Ce dérivé opioïde synthétique, 40 fois plus puissant que le fentanyl, inquiète les autorités sanitaires européennes. Peu détectable, souvent consommé à l’insu des usagers, il a déjà causé plusieurs décès en France et des centaines ailleurs.

Il agit en silence, frappe sans prévenir et échappe même aux tests toxicologiques classiques. Le nitazène, un opioïde de synthèse méconnu du grand public, commence à s’implanter en France, suscitant l’inquiétude croissante des autorités sanitaires. Injecté, inhalé, dissimulé dans des médicaments contrefaits ou mélangé à d’autres substances, ce produit est jusqu’à 40 fois plus puissant que le fentanyl, déjà responsable de près de 200 morts par jour aux États-Unis.

Longtemps limité au marché nord-américain, le nitazène s’infiltre désormais dans les réseaux de distribution européens. Deux décès ont déjà été recensés en France, à Montpellier et à La Réunion en 2023. En Grande-Bretagne, la molécule a causé au moins 400 décès en 18 mois. En Écosse, sur 5,5 millions d’habitants, elle est impliquée dans 150 à 200 morts liées à la drogue ces deux dernières années.
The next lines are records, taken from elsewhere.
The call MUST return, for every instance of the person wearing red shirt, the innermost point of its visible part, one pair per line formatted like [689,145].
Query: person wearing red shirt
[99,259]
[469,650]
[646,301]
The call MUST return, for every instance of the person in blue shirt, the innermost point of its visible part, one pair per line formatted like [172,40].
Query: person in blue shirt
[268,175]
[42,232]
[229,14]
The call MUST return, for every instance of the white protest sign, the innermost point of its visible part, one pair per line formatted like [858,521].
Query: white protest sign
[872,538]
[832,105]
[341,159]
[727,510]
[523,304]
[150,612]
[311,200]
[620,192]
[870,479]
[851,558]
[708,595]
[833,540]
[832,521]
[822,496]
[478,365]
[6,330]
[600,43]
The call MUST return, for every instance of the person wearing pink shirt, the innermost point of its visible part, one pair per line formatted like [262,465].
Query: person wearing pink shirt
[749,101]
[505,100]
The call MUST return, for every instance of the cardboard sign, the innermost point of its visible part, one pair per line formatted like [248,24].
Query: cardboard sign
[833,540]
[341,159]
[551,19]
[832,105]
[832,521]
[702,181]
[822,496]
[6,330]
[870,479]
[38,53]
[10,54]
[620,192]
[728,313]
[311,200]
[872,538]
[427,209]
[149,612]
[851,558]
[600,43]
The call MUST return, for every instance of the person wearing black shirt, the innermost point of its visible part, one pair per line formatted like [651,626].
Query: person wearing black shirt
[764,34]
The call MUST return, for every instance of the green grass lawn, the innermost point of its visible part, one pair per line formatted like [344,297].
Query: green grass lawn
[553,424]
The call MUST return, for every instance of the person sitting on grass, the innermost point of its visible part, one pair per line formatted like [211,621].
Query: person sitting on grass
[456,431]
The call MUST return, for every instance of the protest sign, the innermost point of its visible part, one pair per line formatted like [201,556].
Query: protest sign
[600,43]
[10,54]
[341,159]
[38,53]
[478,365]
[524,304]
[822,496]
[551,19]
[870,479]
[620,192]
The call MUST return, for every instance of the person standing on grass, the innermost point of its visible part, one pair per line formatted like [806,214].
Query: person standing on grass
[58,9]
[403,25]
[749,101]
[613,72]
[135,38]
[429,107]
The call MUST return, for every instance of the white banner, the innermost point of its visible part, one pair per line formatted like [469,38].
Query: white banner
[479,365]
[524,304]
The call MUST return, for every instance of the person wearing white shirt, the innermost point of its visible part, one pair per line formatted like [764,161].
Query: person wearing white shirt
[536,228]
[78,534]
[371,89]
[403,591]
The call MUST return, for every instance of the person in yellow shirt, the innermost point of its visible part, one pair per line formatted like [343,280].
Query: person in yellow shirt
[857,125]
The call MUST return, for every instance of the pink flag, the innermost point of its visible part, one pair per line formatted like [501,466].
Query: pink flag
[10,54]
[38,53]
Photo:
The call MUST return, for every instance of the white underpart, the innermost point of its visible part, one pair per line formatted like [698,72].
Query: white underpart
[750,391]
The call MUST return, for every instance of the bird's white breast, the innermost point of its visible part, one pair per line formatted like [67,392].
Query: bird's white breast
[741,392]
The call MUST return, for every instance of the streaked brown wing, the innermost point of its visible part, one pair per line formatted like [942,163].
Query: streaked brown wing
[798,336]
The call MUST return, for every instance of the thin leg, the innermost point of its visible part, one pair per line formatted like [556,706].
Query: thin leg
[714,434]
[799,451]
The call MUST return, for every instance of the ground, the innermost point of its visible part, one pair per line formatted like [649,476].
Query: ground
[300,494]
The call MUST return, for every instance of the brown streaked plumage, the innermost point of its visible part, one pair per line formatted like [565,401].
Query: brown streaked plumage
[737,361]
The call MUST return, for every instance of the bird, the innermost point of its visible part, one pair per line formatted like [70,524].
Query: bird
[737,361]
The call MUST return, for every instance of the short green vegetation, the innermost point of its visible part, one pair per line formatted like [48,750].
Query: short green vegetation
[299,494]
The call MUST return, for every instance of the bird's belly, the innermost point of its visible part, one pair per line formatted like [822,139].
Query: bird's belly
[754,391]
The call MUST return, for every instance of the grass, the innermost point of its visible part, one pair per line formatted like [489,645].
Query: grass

Un opioïde 500 fois plus puissant que la morphine

Initialement synthétisés à la fin des années 1950 pour un usage médical jamais validé, les nitazènes n’ont jamais été approuvés en Europe. Ils sont aujourd’hui majoritairement produits en Chine. Puis introduits discrètement sur le continent européen sous diverses formes : poudres, sprays nasaux, comprimés, voire liquides. Leur danger réside autant dans leur puissance, jusqu’à 500 fois celle de la morphine, que dans leur invisibilité pour les consommateurs. Les tests de dépistage classiques n’identifient pas la molécule. Ce n’est qu’au moyen d’analyses complexes, comme celles réalisées à Massy par les laboratoires des douanes, qu’il est possible de la détecter. Résultat : de nombreux usagers se retrouvent piégés, croyant consommer de l’héroïne ou un anxiolytique.

« Il s’agit probablement de la plus grave crise de santé publique pour les consommateurs de drogues au Royaume-Uni depuis la crise du sida des années 1980 », alerte Vicki Markiewicz, directrice de Change Grow Live comme le rapporte Le Point.

Plus alarmant encore, certains trafiquants achètent le produit « à bas prix et les mélangent à des agents gonflants comme la caféine et le paracétamol pour renforcer le produit vendu et réaliser des profits importants », précise Charles Yates, directeur adjoint de l’agence britannique de lutte contre la criminalité.

Une coordination européenne encore trop lente

Les autorités françaises ont classé plusieurs formes de nitazènes comme stupéfiants le 9 juillet 2024. Mais cette interdiction n’a pas empêché les premières victimes, ni limité les difficultés de détection. Les services douaniers croulent sous plus de 25 000 échantillons de drogues à analyser chaque année, et les dispositifs de réduction des risques peinent à suivre.

L’Agence européenne des drogues observe aussi une utilisation croissante des réseaux sociaux pour la vente de ces opioïdes, ce qui facilite leur dissémination rapide. En parallèle, la disponibilité de kits de naloxone, antidote des opioïdes, reste inégale selon les régions. Et parfois inefficace face à la puissance du nitazène, qui exige des doses plus élevées et répétées.

La menace n’est pas confinée à l’Europe. En Afrique de l’Ouest, les nitazènes sont l’un des composants du kush, drogue synthétique ayant poussé le Liberia et la Sierra Leone à déclarer l’état d’urgence. « C’est une préoccupation internationale. On les a détectés sur tous les continents. », alerte Adam Hollan, expert à l’université de Bristol.

Le risque d’une explosion est bien réel si les grands réseaux criminels s’en emparent. « si de grands groupes criminels comme la mafia albanaise, les groupes turcs, italiens ou mexicains se lancent dans l’approvisionnement massif en nitazènes en Europe, nous pouvons anticiper une catastrophe sanitaire majeure », avertit Vanda Felbab-Brown, experte au Brookings Institution. Et déjà, la criminalité organisée semble flairer cette opportunité : « il n’y a jamais eu de période aussi dangereuse pour consommer de la drogue », souligne l’agence nationale britannique de lutte contre la criminalité.